En parallèle, Santé Publique France avait été chargé de mener une étude sur l’environnement et la santé des enfants, dans le cadre du Plan National Santé-Environnement initié en 2004. Son objectif ? Evaluer les répercussions sanitaires de l’exposition des enfants à certaines pollutions.
Ces deux projets ayant globalement la même finalité (permettre aux enfants d’aujourd’hui de grandir dans les meilleures conditions), le rapprochement sembla profitable aux différentes équipes. C’est comme ça que l’étude Elfe est née 2011.
Sa particularité ? Elle est la toute première cohorte longitudinale française d’envergure nationale à traiter simultanément les différents aspects de la vie des enfants. Sciences sociales, santé et environnement sont les trois grands domaines auxquels se rattachent les recherches menées dans l’étude.
Une enquête « Ados à 14 ans » marque l’année 2025, en quoi consiste-t-elle ?
Cette nouvelle enquête « Ados à 14 ans » est l’occasion de donner la parole aux enfants de la cohorte, devenus des adolescents. Il nous semble important de leur permettre de participer pleinement à cette nouvelle étape de recueil d’informations.
Côté pratique, nous avons d’abord contacté les parents à l’automne, puis un courrier personnel sera envoyé aux adolescents dont les parents auront consenti à leur participation. Les sujets étant nombreux, ils pourront compléter à leur rythme nos questionnaires en ligne, sur l’appareil de leur choix. Ces questionnaires ont été pensés pour être agréables à compléter tout en prenant en compte les normes d’accessibilité… et ils incluent quelques surprises pour les adolescents !
Dans cette étape de suivi, l’étude Elfe interroge les jeunes sur des thématiques déjà abordées et des sujets nouveaux, afin de suivre les évolutions liées à l’adolescence et/ou la société. L’alimentation, les questions environnementales, les relations amoureuses et amicales, la vie de famille et dans le cadre scolaire, le sport et le bien-être ou encore leur personnalité sont autant de sujets abordés dans nos questionnaires.
Comment des "apprentis chercheurs" ont-ils contribué à l’élaboration du questionnaire de cette enquête et qui sont ces "apprentis chercheurs" ?

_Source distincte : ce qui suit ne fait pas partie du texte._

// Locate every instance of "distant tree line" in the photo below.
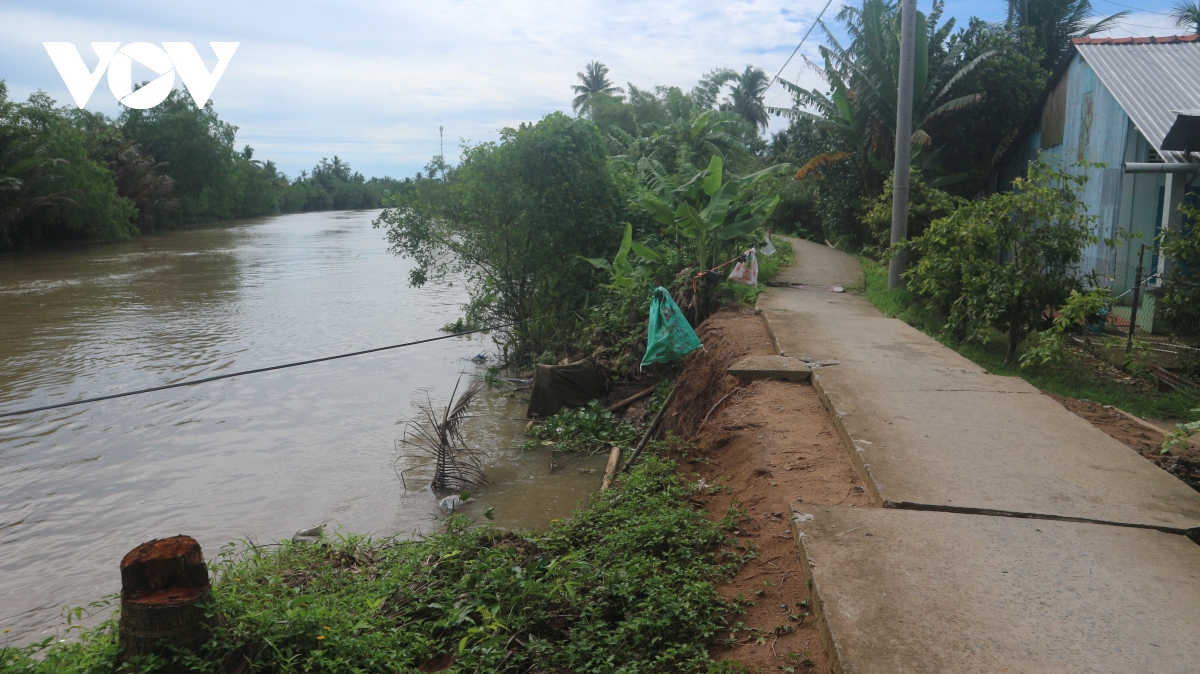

Le dispositif « apprentis chercheurs » est une initiative portée par l’association L’Arbre des connaissances. Elle permet à des collégiens et lycéens d’être plongés dans l’univers de la recherche. Comment ? Par une immersion au sein de laboratoires, au fil de séances organisées pendant l’année scolaire.
L’équipe Elfe a accueilli un binôme du collège Miriam Makeba (Aubervilliers) et un binôme du lycée Hélène Boucher (Paris 20e). Durant les séances, les jeunes ont pu tester nos questionnaires et nous faire leurs remarques sur de nombreux aspects : design et illustrations, facilité de compréhension et accessibilité, longueur des questionnaires…, nous permettant ainsi de les améliorer. Par exemple, ils ont suggéré une modification des modalités de réponse proposées à la question sur la fréquence à laquelle ils pouvaient arriver en retard en cours. En effet, parmi les réponses possibles, « 3 à 5 fois par semaine » et « tous les jours » faisaient doublon, une semaine de cours équivalant à 5 jours.
Le regard de ces apprentis-chercheurs nous a aussi été précieux pour la conception d’outils de communication adaptés aux adolescents. Ainsi, ils nous ont incités à créer un flyer, pour motiver les adolescents de la cohorte à participer à la nouvelle enquête. Une réalisation que nous avons concrètement intégrée aux documents d’enquête qui seront envoyés aux familles. La recherche participative n’est pas un vain mot !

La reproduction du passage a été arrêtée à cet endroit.